On the plus side, the “dusting” effects look great, and the way bat swarms are used as a weapon is at least an interesting idea.
I am not entirely happy with the fights and battles in this film. There is a one-man battle by Vlad that basically consists of him running against large hordes of soldiers. To be visually effective on screen, a one-against-many battle should be much more stylized, as in Serenity, for example. But my problems with the battles are not so much with the choreography, I think, but more with the dramaturgy. As I said, we barely get to know any of the supporting characters, so we never feel the stakes, never feel that anything here is personal.

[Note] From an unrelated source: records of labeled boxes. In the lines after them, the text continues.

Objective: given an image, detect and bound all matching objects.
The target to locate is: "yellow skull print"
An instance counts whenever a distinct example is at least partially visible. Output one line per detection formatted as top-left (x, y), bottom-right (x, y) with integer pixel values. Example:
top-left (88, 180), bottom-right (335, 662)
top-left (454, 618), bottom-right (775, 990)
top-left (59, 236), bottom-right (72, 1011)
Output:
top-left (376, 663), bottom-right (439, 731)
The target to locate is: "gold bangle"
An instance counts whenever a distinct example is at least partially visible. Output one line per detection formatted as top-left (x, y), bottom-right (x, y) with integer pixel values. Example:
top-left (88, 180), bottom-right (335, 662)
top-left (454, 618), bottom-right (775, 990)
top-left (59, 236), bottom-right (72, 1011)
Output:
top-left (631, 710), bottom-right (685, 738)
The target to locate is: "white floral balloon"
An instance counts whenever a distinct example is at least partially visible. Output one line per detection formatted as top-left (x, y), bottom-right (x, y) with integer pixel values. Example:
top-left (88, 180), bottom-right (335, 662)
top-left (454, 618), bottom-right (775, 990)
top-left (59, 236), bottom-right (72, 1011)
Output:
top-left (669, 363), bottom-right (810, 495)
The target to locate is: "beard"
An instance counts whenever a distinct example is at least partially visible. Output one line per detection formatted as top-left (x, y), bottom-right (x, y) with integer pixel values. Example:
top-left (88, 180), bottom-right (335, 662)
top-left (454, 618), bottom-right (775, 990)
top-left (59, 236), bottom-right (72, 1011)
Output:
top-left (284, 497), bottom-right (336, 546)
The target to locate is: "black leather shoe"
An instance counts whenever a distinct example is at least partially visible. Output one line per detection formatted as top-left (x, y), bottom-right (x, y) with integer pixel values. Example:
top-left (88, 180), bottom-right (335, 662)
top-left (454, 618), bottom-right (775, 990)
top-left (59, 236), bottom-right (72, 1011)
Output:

Even with Vlad, some of the fighting just does not feel as personal as it should. Some people he fights against he knows from his past, some may have been his friends – much more could have been done with that.
In general, the film’s plot is quite convincing; and whenever someone in this film does something, there is a reason for that. The pacing and structure of the narrative is not as good, but not bad either.
Finally, the film’s epilogue feels a bit forced. Rumour has it that this epilogue was tacked onto the film later, after the studio had decided to pitch for an “extended universe”. It certainly feels that way. Also, the last line, which is meant to evoke desire and excitement for that upcoming universe, falls flat – which is largely a directing problem, I believe. I think that there could have been done more with that epilogue if either all of it or only part of it had been used as a mid- or post-credit scene.
So, as you can see, Dracula Untold – while not being a bad or even a mediocre film – has its fair share of minor problems which collectively keep this film from reaching a level were it could be called “very good”. Some of these problems could have been solved by devoting more screen time to certain things, such as the developing of supporting characters, etc. And the time was there: the film has just over 80 minutes of net running time.
Another problem for some might be the premise. This is a Dracula origin story which relies on Dracula not being the first vampire. And I believe that you can either have ancient vampires (of whatever origin) in a universe in which Dracula does not exist; or you can have a Dracula story, which then must have Dracula as the first, the original vampire. If you try to mix these two approaches, as this film does, the result will never be completely satisfying.
Still, as I said, this is far from a bad film. It is quite enjoyable, and thankfully short. There is nothing memorable about this film, nothing the world would miss if this film did not exist; and it is certainly never going to be a “classic” vampire film on anybody’s list. The problems I listed above lie partly in the writing, partly in the directing, and visual shortcomings are in part to be blamed on budgetary constraints. For all of this, the buck stops with the studio. If you are trying to create a cinematic universe, you do not start with a historic war epic that you try to do on a middling 70 million dollar budget, employing first-time writers (Matt Sazama and Burk Sharpless) and a first-time director (Gary Shore). Yet, considering these limitations, the film still turned out surprisingly well, even if it feels more than just a little rough around the edges.
Still, things could work out fine if the studio gets their act together: two of the strongest elements in this film are the Dracula character and the character played by Charles Dance, so should the studio feel the need to include them in their extended universe, then they have something very solid to work with.
I would rate Dracula Untold roughly at 6.5 out of 10.